For third-party integrators or developers who want to create their own integrations with AWS CodePipeline, the expected sequence varies from the standard API user. In order to integrate with AWS CodePipeline, developers will need to work with the following items:

  • Jobs, which are instances of an action. For example, a job for a source action might import a revision of an artifact from a source.

    You can work with jobs by calling:

    • < AcknowledgeJob>, which confirms whether a job worker has received the specified job,
    • < GetJobDetails>, which returns the details of a job,
    • < PollForJobs>, which determines whether there are any jobs to act upon,
    • < PutJobFailureResult>, which provides details of a job failure, and
    • < PutJobSuccessResult>, which provides details of a job success.
  • Third party jobs, which are instances of an action created by a partner action and integrated into AWS CodePipeline. Partner actions are created by members of the AWS Partner Network.

    You can work with third party jobs by calling:

    • < AcknowledgeThirdPartyJob>, which confirms whether a job worker has received the specified job,
    • < GetThirdPartyJobDetails>, which requests the details of a job for a partner action,
    • < PollForThirdPartyJobs>, which determines whether there are any jobs to act upon,
    • < PutThirdPartyJobFailureResult>, which provides details of a job failure, and
    • < PutThirdPartyJobSuccessResult>, which provides details of a job success.

Documentation is available via Hackage and the AWS API Reference.

The types from this library are intended to be used with amazonka, which provides mechanisms for specifying AuthN/AuthZ information and sending requests.

Use of lenses is required for constructing and manipulating types. This is due to the amount of nesting of AWS types and transparency regarding de/serialisation into more palatable Haskell values.
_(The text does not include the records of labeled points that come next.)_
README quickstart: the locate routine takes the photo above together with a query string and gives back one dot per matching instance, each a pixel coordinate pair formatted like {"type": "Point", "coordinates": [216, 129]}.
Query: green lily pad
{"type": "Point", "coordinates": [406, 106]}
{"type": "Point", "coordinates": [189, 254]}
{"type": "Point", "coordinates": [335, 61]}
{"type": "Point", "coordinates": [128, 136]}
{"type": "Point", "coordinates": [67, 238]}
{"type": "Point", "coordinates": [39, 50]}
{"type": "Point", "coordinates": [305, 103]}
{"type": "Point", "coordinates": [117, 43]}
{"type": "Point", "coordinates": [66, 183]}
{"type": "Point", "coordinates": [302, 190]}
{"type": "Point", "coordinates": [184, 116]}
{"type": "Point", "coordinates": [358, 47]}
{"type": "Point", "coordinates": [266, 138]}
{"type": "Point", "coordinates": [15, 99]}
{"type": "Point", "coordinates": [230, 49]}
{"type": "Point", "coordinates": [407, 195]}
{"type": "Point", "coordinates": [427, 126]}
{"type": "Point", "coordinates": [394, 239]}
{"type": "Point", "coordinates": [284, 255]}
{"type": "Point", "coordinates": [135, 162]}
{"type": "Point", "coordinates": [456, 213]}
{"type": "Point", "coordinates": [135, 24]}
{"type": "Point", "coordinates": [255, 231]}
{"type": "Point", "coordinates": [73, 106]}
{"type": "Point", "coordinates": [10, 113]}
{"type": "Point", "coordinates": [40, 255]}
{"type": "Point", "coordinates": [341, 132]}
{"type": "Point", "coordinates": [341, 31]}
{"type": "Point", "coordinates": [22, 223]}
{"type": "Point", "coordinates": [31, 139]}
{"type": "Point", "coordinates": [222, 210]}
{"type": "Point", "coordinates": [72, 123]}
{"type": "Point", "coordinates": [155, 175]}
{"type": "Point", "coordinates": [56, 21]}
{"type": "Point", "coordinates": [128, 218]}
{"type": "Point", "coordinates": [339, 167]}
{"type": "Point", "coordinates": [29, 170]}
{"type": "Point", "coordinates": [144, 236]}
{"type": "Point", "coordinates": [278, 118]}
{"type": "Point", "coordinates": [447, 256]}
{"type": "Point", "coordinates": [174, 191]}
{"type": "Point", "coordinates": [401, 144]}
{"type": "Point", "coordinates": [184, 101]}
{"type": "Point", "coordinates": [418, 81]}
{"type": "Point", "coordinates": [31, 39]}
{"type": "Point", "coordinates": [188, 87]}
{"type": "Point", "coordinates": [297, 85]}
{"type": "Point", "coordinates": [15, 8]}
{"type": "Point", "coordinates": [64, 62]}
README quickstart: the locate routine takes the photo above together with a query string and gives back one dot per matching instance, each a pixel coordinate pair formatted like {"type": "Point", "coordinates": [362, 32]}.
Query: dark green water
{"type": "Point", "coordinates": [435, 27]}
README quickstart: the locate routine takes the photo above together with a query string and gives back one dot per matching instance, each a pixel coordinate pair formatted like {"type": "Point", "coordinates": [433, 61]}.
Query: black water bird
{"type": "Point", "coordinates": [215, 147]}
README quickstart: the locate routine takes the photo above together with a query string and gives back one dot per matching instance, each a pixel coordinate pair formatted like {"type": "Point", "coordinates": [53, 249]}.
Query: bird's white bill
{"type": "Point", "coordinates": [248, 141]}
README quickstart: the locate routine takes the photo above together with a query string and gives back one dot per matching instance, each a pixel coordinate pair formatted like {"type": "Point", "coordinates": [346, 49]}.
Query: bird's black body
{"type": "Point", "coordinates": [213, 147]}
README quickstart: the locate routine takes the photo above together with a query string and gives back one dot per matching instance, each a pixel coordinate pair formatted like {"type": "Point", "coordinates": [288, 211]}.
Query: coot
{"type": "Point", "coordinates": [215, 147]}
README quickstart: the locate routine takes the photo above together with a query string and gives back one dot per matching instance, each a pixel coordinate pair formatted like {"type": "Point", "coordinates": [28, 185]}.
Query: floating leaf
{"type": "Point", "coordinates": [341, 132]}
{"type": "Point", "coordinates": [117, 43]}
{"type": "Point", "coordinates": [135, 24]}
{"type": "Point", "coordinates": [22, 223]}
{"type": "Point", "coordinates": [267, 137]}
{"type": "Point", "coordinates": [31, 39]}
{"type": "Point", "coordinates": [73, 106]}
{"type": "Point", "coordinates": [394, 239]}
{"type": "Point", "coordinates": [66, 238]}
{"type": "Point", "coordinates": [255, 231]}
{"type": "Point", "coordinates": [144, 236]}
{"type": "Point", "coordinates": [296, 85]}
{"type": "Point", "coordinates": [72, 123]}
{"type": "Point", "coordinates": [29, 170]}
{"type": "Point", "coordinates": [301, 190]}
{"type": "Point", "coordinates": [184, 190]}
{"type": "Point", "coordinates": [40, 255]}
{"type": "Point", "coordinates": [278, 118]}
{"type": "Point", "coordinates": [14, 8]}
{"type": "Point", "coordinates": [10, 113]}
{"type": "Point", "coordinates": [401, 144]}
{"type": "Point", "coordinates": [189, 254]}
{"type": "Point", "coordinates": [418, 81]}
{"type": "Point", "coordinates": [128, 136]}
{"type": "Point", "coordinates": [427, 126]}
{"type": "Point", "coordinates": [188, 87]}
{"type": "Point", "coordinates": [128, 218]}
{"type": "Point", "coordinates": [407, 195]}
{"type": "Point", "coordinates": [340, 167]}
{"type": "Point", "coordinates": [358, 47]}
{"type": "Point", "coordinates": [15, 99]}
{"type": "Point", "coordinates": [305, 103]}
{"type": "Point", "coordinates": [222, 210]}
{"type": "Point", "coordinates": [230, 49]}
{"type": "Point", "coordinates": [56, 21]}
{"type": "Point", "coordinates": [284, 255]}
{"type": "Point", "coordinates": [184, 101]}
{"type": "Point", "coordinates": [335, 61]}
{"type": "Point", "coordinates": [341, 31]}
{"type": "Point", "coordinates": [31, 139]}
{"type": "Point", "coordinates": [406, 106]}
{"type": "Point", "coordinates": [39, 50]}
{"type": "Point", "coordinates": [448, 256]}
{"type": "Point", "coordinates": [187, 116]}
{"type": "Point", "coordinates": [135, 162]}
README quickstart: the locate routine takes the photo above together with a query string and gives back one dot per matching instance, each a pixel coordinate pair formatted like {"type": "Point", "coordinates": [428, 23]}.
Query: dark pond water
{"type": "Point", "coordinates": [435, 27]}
The provided lenses should be compatible with any of the major lens libraries lens or lens-family-core.

Contribute

For any problems, comments, or feedback please create an issue here on GitHub.

Note: this library is an auto-generated Haskell package. Please see amazonka-gen for more information.

Licence

amazonka-codepipeline is released under the Mozilla Public License Version 2.0.

Parts of the code are derived from AWS service descriptions, licensed under Apache 2.0. Source files subject to this contain an additional licensing clause in their header.